Ryiah marzy, by pewnego dnia dołączyć do magicznej jednostki bojowej w elitarnej Akademii w Jerarze, jednak nie jest to takie łatwe. Aby stać się pełnoprawnym członkiem Akademii ochotnicy, których jest ponad stu, muszę przejść rok prób, ćwiczeń i egzaminów. Zostanie jedynie garstka najlepszych z najlepszych. Ryiah musi rywalizować zarówno ze swoimi przyjaciółmi, jak i z wrogami, których od pierwszych chwil ma wielu, z księciem Darrenem na czele. Czy Ryiah uda się przetrwać próbę, czy jej marzenie spłonie na panewce?
Z jednej strony widać po powieści Rachel E. Carter, że chciała uniknąć tropów znanych z młodzieżowego fantasy, a może raczej obrócić je na swój indywidualny sposób, niemniej ostatecznie w tych kliszach gatunkowych utknęła.

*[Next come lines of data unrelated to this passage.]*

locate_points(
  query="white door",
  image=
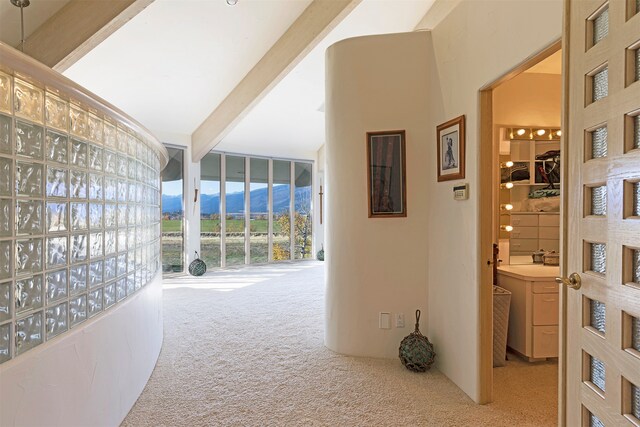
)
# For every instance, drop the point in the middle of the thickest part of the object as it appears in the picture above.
(602, 127)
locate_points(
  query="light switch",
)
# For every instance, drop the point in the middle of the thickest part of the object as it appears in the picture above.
(385, 320)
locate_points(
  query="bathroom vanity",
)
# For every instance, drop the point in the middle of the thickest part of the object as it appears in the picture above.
(533, 316)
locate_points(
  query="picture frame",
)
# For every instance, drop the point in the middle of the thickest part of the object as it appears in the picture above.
(451, 144)
(386, 174)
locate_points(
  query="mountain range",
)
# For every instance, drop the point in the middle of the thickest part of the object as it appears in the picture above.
(210, 203)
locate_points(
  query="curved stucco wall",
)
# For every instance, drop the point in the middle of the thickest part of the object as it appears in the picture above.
(374, 265)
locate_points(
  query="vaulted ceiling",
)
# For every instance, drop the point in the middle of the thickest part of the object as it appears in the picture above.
(247, 78)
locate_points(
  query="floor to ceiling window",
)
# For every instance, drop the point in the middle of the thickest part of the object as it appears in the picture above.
(234, 226)
(259, 211)
(281, 210)
(173, 212)
(302, 212)
(210, 226)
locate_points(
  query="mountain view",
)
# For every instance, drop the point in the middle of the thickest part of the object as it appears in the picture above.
(210, 203)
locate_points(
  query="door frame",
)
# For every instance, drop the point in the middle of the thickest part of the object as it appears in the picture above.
(488, 218)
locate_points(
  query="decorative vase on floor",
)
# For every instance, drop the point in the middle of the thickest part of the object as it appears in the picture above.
(416, 352)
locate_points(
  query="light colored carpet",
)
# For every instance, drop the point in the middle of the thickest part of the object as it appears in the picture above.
(245, 348)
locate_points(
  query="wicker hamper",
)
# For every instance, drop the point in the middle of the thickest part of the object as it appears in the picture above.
(501, 303)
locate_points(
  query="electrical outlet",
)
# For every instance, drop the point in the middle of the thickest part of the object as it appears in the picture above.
(400, 320)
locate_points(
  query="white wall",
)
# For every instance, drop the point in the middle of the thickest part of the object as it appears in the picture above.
(478, 42)
(90, 376)
(374, 83)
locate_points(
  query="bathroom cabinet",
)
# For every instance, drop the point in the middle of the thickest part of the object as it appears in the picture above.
(533, 316)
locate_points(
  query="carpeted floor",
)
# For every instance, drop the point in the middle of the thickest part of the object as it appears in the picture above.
(245, 348)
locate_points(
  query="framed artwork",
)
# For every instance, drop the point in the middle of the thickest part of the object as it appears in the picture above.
(386, 174)
(451, 149)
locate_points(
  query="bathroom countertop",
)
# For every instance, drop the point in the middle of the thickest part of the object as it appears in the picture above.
(530, 271)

Czytelnik od nowa dostaje przed sobą akademię pełną przyjaciół na śmierć i życie oraz zaciekłych wrogów, antypatycznych nauczycieli i tych dobrych dusz, które ukrywają się pod stężałą maską powagi. Mamy testy, egzaminy, próby, wielkie porażki i małe zwycięstwa, łzy rozpaczy i uśmiechy triumfu. Łatwo przewidzieć jak to wszystko się potoczy, jak to się skończy, ale nie ma jak widać w tym nic złego, biorąc pod uwagę sukces serii Czarnego Maga za oceanem.

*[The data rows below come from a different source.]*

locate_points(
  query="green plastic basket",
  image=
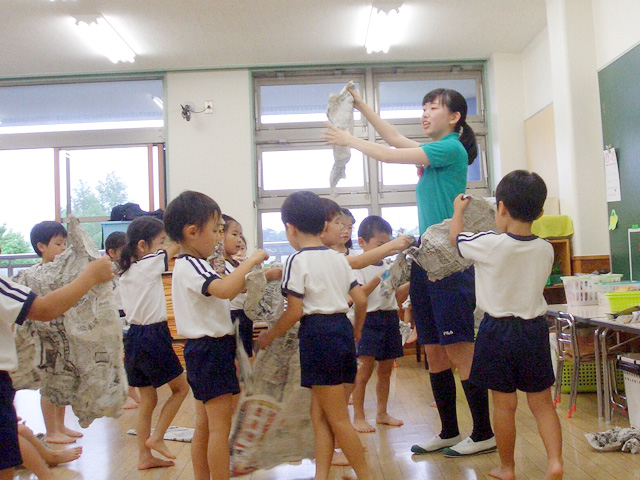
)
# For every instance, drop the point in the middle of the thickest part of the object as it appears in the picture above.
(586, 378)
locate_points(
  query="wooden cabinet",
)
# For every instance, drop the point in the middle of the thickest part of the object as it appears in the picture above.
(554, 294)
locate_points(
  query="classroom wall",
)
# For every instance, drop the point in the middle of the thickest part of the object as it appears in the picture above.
(616, 28)
(506, 115)
(213, 153)
(536, 74)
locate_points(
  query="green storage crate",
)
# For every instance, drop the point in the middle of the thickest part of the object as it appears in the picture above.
(586, 378)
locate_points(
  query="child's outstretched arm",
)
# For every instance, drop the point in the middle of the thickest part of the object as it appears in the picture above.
(460, 204)
(291, 315)
(376, 254)
(54, 304)
(234, 283)
(360, 306)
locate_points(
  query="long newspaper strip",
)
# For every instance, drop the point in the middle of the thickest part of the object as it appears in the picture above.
(273, 425)
(76, 359)
(435, 254)
(340, 115)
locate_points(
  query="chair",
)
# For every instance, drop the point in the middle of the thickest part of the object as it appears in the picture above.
(568, 348)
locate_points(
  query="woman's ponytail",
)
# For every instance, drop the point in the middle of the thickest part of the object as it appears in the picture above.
(468, 140)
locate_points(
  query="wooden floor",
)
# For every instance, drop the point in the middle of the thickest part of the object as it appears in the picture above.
(110, 454)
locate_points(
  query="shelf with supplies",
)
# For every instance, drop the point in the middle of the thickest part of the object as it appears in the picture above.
(554, 294)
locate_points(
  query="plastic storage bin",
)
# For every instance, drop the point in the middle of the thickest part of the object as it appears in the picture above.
(581, 289)
(609, 287)
(629, 363)
(619, 301)
(109, 227)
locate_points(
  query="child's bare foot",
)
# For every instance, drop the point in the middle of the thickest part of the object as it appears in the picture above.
(71, 433)
(387, 419)
(503, 473)
(159, 446)
(363, 427)
(59, 438)
(153, 462)
(56, 457)
(339, 459)
(130, 404)
(554, 472)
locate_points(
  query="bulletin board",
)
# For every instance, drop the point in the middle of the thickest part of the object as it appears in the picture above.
(620, 105)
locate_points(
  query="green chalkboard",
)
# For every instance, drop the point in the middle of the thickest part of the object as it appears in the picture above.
(620, 104)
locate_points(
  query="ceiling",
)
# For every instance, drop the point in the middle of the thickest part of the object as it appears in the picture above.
(36, 38)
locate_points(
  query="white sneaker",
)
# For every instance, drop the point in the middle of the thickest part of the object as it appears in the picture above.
(435, 444)
(469, 447)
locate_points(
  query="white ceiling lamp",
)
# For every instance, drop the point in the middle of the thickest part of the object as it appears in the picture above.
(99, 33)
(383, 23)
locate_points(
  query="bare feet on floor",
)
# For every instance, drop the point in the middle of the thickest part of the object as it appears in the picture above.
(130, 404)
(160, 447)
(339, 459)
(363, 427)
(387, 419)
(153, 462)
(59, 438)
(57, 457)
(502, 473)
(71, 433)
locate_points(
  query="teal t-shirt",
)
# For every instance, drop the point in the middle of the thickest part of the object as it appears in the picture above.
(442, 181)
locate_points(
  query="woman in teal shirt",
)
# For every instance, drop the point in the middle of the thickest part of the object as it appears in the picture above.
(442, 310)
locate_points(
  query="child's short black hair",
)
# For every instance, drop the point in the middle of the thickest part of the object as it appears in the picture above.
(189, 208)
(115, 240)
(304, 210)
(523, 193)
(372, 225)
(43, 232)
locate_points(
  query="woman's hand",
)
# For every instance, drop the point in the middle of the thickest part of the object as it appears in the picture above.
(335, 136)
(357, 99)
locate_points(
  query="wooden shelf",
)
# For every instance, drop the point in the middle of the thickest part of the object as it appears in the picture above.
(554, 294)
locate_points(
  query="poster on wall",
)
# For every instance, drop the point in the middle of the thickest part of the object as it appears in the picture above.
(612, 175)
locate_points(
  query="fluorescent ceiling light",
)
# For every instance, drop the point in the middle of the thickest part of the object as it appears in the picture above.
(383, 23)
(158, 101)
(99, 33)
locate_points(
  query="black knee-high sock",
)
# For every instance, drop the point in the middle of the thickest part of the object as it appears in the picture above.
(478, 400)
(444, 393)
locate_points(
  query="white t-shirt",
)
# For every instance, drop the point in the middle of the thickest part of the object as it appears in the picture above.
(320, 276)
(376, 301)
(198, 313)
(141, 290)
(15, 302)
(510, 272)
(237, 302)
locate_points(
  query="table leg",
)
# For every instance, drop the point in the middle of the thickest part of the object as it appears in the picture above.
(604, 355)
(598, 364)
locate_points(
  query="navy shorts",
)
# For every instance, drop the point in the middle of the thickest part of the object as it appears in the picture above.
(10, 451)
(327, 350)
(211, 370)
(149, 358)
(381, 337)
(513, 354)
(245, 328)
(443, 310)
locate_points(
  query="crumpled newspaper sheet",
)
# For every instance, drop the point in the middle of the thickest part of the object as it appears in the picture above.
(76, 359)
(273, 424)
(435, 254)
(625, 439)
(340, 115)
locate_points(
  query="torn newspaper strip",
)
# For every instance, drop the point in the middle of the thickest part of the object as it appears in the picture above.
(76, 359)
(272, 425)
(340, 114)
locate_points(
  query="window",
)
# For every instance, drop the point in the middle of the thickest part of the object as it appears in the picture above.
(290, 115)
(79, 147)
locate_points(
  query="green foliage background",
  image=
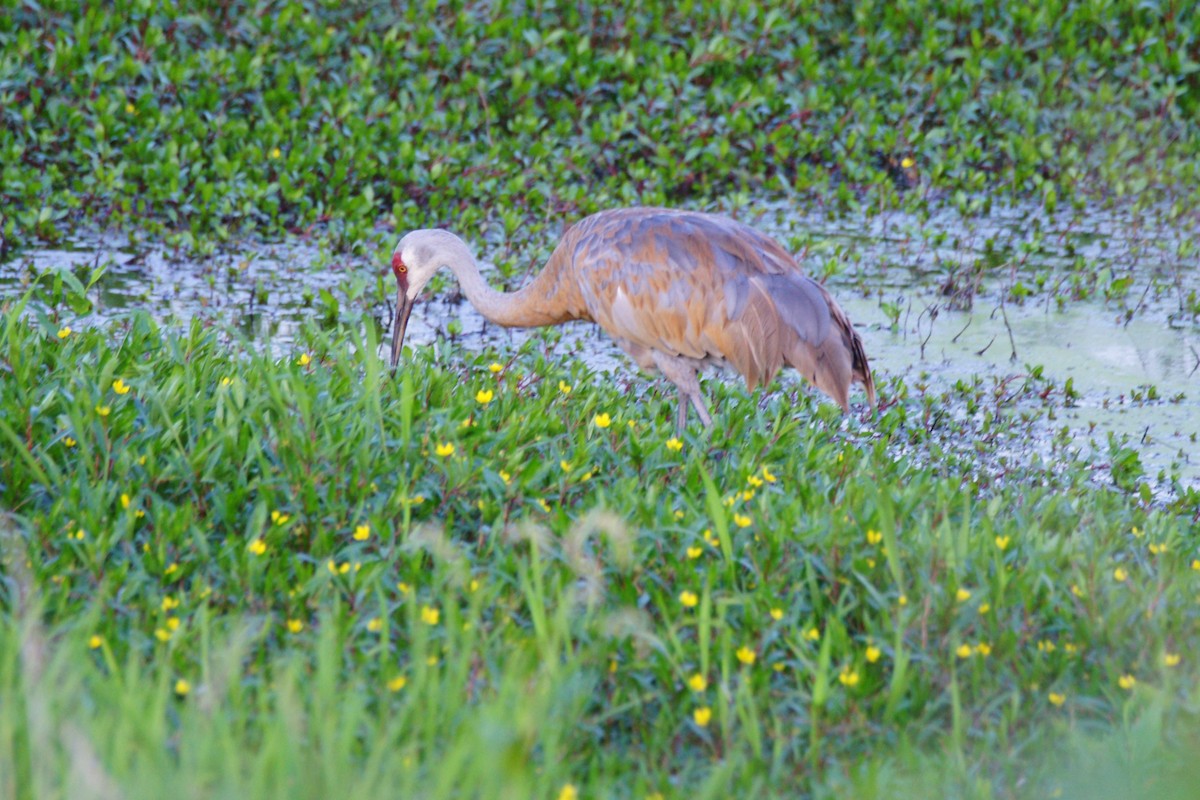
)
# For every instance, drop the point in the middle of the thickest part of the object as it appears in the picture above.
(172, 113)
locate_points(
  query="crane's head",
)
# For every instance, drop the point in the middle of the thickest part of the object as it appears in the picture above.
(418, 256)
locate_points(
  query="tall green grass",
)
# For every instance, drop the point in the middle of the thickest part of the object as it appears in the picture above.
(253, 573)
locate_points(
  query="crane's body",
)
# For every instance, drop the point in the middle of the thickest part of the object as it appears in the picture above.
(678, 290)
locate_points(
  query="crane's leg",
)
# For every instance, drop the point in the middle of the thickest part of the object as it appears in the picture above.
(682, 417)
(697, 400)
(682, 372)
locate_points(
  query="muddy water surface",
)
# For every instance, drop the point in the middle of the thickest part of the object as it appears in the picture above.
(1103, 299)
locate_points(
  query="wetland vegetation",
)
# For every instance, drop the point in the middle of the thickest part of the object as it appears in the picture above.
(243, 559)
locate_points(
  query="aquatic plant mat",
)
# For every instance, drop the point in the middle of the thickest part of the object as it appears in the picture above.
(238, 558)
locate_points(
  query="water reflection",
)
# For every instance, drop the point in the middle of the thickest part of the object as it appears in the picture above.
(1101, 299)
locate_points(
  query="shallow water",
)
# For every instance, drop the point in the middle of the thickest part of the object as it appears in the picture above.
(1101, 299)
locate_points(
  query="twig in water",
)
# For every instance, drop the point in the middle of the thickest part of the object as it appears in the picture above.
(955, 340)
(1008, 328)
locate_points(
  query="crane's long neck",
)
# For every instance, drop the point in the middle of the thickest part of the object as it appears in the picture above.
(546, 300)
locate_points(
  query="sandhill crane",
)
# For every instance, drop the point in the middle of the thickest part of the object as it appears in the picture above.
(676, 289)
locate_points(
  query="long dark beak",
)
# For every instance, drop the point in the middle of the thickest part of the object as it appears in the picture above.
(399, 324)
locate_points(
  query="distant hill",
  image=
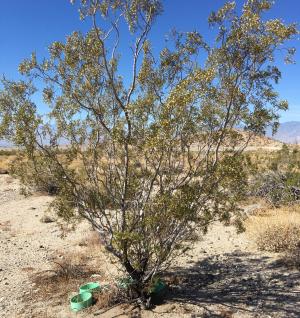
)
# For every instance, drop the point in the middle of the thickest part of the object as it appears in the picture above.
(288, 132)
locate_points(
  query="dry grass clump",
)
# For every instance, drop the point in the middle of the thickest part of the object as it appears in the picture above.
(276, 230)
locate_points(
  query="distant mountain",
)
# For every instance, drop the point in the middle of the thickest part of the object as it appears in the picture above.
(4, 144)
(288, 132)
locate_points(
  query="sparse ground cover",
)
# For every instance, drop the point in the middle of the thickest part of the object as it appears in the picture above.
(223, 275)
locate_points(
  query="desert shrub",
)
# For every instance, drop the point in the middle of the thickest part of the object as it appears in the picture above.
(153, 172)
(276, 230)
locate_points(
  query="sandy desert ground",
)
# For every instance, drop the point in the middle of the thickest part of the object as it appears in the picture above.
(223, 275)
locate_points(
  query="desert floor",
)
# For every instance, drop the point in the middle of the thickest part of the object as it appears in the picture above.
(223, 275)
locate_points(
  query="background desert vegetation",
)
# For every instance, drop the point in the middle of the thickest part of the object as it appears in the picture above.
(155, 167)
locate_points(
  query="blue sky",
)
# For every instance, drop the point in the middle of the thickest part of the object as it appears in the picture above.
(31, 25)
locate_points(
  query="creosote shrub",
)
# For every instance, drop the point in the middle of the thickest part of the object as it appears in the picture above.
(158, 155)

Pierwszy rok to lektura leciuchna, młodzieżowa z buntowniczym zacięciem, miejscami mroczna, miejscami urocza, taka, która przypadnie do gustu nastoletnim czytelnikom fantasy, którzy wiedzą, że niektóre opowieści możemy słuchać wiecznie i nigdy się nie znudzą.
O.
*Recenzja powstała we współpracy z Wydawnictwem Uroboros. <3
**Zapraszam na film!
Mimo, że dość kliszowe, to brzmi jak coś po co można z przyjemnością sięgnąć jak będę do rodziny jechać na wszystkich świętych. 🙂
Idealny pomysł! 🙂
Właśnie skończyłam. Nie jest źle, choć widać wyraźny wpływ innych pisarzy.